Le Secrétaire général des Nations unies, Antonio Guterres, a indiqué avant-hier devant le Conseil de sécurité que «la population de Gaza vit au milieu d’une catastrophe humanitaire monumentale, au vu et au su de tout le monde. Nous ne devons pas détourner les yeux». Pour sa part, le commissaire général de l’Office de secours et de travaux des Nations unies pour les réfugiés de Palestine (UNRWA), Philippe Lazzarini, a indiqué que «le sort des Palestiniens reste la plus longue crise de réfugiés au monde qui n’a pas encore été résolue».
L’ONU appelée à assumer ses responsabilités
A l’occasion de cette journée, les Palestiniens ont appelé les Nations unies à prendre leurs responsabilités et mettre en œuvre leurs décisions sur la Palestine, lors d’une marche dans la ville de Ramallah. Les participants ont dénoncé les massacres sionistes continus contre le peuple palestinien dans la bande de Gaza et affirmé son droit à l’indépendance.
Le mouvement de résistance palestinien « Hamas » a, quant à lui, appelé le monde arabe et musulman et les peuples libres du monde entier « à intensifier toutes les formes de mobilisation, d’événements et de manifestations en solidarité avec la bande de Gaza, en rejetant et dénonçant l’agression sioniste, les crimes de guerre et le génocide ». « Nous appelons toutes les villes et capitales du monde à poursuivre ces actions et ces marches dans les jours à venir, à élever la voix haut et fort pour rejeter et condamner les crimes de l’occupation, et à faire pression pour criminaliser l’occupant », a jouté le mouvement palestinien.
A noter que l’Hôtel de ville d’Oslo a hissé le drapeau palestinien avant-hier en signe de solidarité avec la population de Gaza, où des milliers de personnes sont tombées en martyrs au cours d’une agression barbare sioniste. « Quand on sait que plus de 5.000 enfants ont perdu la vie, soit plus de 275 classes scolaires, il est naturel de les commémorer », a déclaré la maire d’Oslo, Anne Lindboe, en marge de l’événement.

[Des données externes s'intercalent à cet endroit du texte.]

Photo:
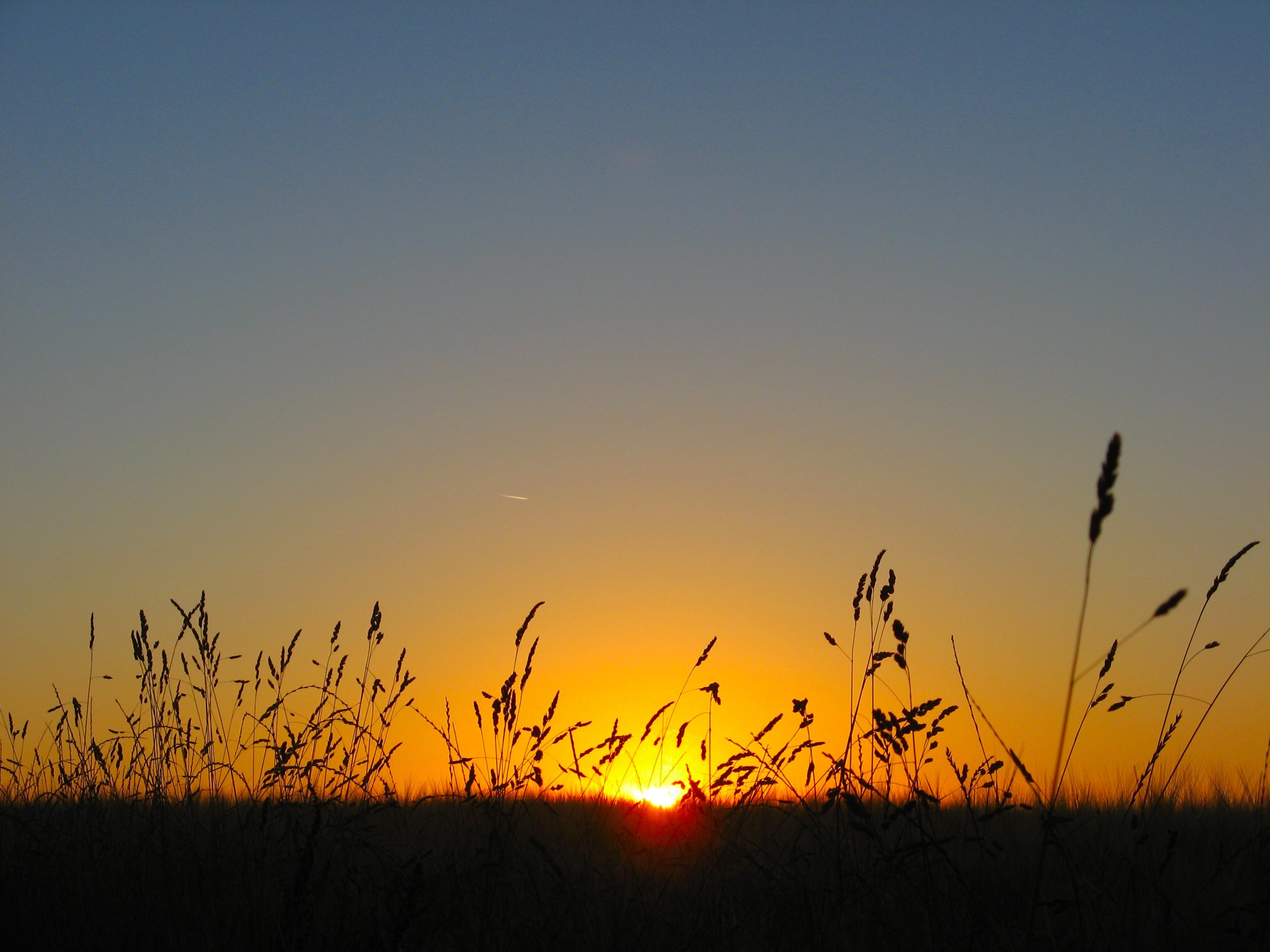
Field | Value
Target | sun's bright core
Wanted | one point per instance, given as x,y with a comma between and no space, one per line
665,796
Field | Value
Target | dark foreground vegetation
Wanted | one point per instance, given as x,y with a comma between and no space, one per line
262,812
592,875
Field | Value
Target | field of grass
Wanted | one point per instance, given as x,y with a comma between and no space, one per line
264,813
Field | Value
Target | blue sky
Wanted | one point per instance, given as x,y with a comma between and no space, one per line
291,294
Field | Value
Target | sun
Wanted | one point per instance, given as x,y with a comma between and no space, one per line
665,796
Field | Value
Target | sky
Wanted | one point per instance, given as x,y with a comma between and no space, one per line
295,298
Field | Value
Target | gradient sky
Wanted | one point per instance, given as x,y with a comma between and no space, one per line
291,296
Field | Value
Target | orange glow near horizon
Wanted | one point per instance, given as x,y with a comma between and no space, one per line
663,796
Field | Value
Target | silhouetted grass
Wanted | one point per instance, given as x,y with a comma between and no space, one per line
262,812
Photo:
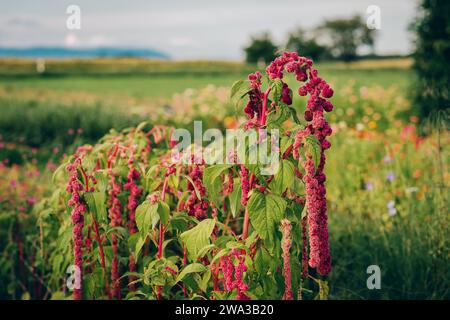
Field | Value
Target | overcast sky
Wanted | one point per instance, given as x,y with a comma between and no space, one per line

En outre, une exposition intitulée «Palestine : une terre avec un peuple » sera inaugurée au siège de l’ONU dans le hall des visiteurs à New York et y restera jusqu’au 8 janvier 2024. Cette exposition présente des photographies, des vidéos et des œuvres d’art illustrant différents épisodes du parcours des Palestiniens avant, pendant et après la Nakba. L’agression israélienne contre les civils à Gaza a coûté la vie à près de 15.000 personnes, dont 6155 enfants et plus de 4000 femmes.